The rule proposed by the DOL under President Joe Biden in October, titled “Prudence and Loyalty in Selecting Plan Investments and Exercising Shareholder Rights,” seeks to emphasize that climate change and other ESG factors can be financially material and that considering these elements can lead to better long-term risk-adjusted returns. The Biden administration’s DOL says the rule would “remove barriers to plan fiduciaries’ ability to consider climate change and other environmental, social and governance factors when they select investments and exercise shareholder rights.”
However, in their letter, the senators argue that the newly proposed rule would effectively mandate “consideration of climate change and ESG factors in all investment and proxy voting decisions.” They also say the proposal “vastly expands the circumstances in which retirement plan fiduciaries can pursue ‘woke’ ESG causes even when they provide no financial benefits to plan participants and beneficiaries.
“As a result, it will significantly harm Americans’ retirement savings by allowing plan fiduciaries to promote non-pecuniary policy objectives like lowering global carbon emissions and promoting ‘social justice’ rather than being solely focused on maximizing investment returns,” the letter says.
The senators say the proposed rule fails to define what ESG considerations or factors are, or explain why such terminology is an appropriate regulatory standard. In addition, they say, the proposal does not appear to significantly change any legal liability from private class action lawsuits under the Employee Retirement Income Security Act (ERISA), and plan fiduciaries who select ESG investments could face “increased litigation risk should those investments result in higher fees, inferior risk-adjusted performance, and/or less diversification.”
Meanwhile, in a letter to the Office of Regulations and Interpretations at the DOL’s Employee Benefits Security Administration (EBSA), the American Securities Association (ASA) expressed similar concerns.

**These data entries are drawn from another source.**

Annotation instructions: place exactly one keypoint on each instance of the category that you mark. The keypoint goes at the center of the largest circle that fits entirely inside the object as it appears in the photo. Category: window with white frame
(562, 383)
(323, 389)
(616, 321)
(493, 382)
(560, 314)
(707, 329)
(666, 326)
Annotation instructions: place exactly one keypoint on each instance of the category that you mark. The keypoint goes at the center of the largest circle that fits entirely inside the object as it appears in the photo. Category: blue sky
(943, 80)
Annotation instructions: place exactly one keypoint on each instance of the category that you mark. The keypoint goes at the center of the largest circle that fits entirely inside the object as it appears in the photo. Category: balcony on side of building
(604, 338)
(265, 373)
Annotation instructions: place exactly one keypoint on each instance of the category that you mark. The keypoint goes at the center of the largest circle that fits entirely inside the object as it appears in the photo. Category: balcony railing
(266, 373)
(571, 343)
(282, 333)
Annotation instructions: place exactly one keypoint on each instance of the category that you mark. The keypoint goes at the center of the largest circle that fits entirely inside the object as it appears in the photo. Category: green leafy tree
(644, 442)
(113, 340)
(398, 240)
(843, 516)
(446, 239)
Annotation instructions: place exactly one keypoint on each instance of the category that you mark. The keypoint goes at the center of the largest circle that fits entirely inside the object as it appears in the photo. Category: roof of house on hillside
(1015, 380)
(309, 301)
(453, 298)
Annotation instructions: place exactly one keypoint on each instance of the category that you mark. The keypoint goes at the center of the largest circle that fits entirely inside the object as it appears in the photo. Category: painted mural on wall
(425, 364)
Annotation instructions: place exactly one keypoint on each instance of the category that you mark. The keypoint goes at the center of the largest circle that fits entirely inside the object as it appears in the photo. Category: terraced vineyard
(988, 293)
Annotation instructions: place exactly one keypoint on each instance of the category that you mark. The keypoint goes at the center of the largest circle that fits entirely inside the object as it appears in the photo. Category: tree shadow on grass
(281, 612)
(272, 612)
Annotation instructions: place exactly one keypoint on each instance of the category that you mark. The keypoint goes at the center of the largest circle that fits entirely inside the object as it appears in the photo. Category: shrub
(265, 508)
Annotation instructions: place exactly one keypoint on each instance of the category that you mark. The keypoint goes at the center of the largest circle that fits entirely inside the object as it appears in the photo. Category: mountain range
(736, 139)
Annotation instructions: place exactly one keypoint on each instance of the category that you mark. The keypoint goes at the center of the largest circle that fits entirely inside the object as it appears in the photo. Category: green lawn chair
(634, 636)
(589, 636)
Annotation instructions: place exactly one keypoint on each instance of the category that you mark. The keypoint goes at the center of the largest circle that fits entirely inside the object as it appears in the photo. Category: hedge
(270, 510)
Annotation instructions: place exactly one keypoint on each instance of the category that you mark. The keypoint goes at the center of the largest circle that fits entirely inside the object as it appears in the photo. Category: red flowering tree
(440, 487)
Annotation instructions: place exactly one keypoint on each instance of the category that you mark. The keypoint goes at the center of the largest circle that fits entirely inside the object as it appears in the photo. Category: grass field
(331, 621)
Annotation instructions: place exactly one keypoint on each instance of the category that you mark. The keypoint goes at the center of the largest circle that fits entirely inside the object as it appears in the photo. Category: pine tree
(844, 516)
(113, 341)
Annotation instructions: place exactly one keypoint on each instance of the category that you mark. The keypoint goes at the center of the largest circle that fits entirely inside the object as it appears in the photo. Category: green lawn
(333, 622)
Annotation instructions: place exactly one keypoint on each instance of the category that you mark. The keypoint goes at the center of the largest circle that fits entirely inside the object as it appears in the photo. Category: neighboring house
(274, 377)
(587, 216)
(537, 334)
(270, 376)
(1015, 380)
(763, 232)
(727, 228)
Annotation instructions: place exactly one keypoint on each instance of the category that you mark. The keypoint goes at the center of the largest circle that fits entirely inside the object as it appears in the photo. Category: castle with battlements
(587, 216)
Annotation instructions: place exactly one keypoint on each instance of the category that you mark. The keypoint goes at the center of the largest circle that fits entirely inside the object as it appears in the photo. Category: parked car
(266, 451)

Its letter notes that total assets for ESG funds are soaring “despite there being no clear definition of ‘ESG’ and that ESG funds have been shown to charge higher fees than traditional funds.”

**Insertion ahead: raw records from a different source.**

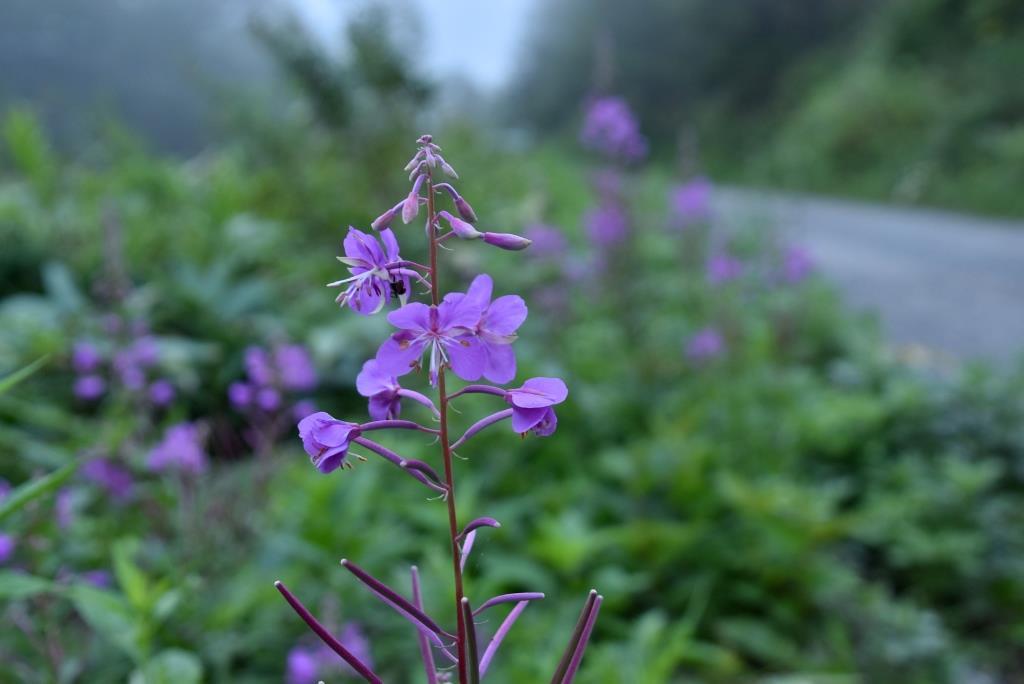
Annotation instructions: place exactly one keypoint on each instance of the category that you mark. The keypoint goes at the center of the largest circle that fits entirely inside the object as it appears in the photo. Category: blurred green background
(760, 486)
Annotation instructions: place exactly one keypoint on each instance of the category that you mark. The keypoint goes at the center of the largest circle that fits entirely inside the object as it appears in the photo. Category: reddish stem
(445, 445)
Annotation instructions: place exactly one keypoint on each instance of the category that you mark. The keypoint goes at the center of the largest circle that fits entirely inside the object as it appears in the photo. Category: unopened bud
(506, 241)
(464, 209)
(460, 227)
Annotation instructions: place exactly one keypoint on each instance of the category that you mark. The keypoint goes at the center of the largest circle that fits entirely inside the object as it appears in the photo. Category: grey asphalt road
(950, 283)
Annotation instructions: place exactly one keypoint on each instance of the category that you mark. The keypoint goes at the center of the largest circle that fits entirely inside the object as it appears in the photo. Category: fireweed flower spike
(471, 335)
(374, 270)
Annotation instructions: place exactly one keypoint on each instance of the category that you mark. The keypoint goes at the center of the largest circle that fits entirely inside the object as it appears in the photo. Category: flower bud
(464, 209)
(460, 227)
(384, 220)
(506, 241)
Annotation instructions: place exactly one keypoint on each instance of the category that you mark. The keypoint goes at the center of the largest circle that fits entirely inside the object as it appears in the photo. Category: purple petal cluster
(181, 451)
(610, 128)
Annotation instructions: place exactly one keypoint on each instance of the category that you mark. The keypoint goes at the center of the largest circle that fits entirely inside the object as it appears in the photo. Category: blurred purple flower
(89, 387)
(64, 508)
(531, 404)
(240, 394)
(691, 201)
(162, 392)
(7, 545)
(258, 366)
(295, 367)
(797, 264)
(610, 129)
(85, 357)
(268, 398)
(705, 344)
(607, 224)
(724, 267)
(303, 408)
(117, 480)
(326, 439)
(180, 450)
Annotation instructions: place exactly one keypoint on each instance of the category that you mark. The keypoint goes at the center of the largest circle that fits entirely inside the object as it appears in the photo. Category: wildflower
(506, 241)
(326, 439)
(607, 224)
(449, 332)
(691, 202)
(610, 129)
(295, 368)
(7, 546)
(706, 344)
(180, 450)
(302, 409)
(89, 387)
(240, 394)
(370, 287)
(162, 392)
(496, 328)
(531, 404)
(724, 267)
(268, 398)
(797, 264)
(85, 357)
(118, 481)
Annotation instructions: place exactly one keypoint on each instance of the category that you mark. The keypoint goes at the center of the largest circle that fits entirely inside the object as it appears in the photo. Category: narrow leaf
(327, 637)
(503, 630)
(399, 603)
(472, 660)
(563, 663)
(29, 492)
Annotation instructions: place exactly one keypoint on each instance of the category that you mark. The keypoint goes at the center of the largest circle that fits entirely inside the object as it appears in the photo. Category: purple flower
(607, 224)
(531, 404)
(302, 409)
(64, 508)
(382, 389)
(496, 328)
(303, 666)
(258, 366)
(295, 367)
(797, 264)
(610, 128)
(85, 357)
(7, 545)
(180, 450)
(162, 392)
(691, 202)
(326, 439)
(268, 398)
(548, 242)
(705, 344)
(240, 394)
(724, 267)
(89, 387)
(118, 481)
(448, 330)
(369, 289)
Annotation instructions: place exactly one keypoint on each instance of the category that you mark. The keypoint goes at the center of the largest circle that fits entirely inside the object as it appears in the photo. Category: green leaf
(17, 376)
(110, 616)
(15, 586)
(170, 667)
(130, 578)
(36, 488)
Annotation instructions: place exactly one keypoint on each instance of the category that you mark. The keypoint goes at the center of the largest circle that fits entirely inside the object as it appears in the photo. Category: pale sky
(478, 39)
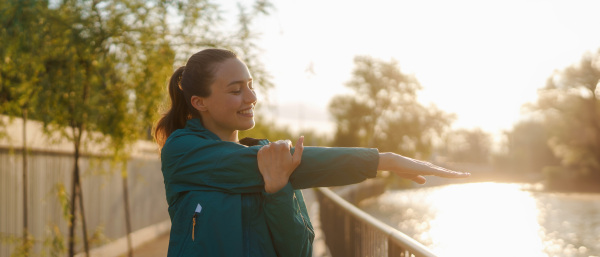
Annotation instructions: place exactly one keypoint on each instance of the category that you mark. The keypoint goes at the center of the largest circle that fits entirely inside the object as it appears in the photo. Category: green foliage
(63, 200)
(527, 148)
(570, 105)
(54, 243)
(21, 49)
(383, 112)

The ASA also expresses concern that the proposed rules will be viewed as a mandate. “Far from being ‘neutral’ on the topic of ESG investing, the proposal seems to instruct fiduciaries to incorporate more ESG criteria into their decisionmaking,” the letter says. “In other words, the department is taking the position that if a fiduciary does not include the undefined criteria of the ESG movement into its investment analysis, then the fiduciary could be running afoul of its legal duties.”
The ASA says, “The proposal reverses the 2020 rule in a way that would weaken protections for retirement investors. ERISA fiduciaries should never be permitted to subordinate the interests of plan participants to political objectives.” The letter urges the DOL to drop the newly proposed rule and instead work to implement the 2020 final rule.
Recently, industry sources expressed support for the new proposal, telling PLANADVISER it provided clarity on the issue. John Hoeppner, head of U.S. stewardship and sustainable investments, Legal & General Retirement America, said, “In terms of the comment period and the final rule, I expect this package could be slightly modified, but I think the main parts will stick.”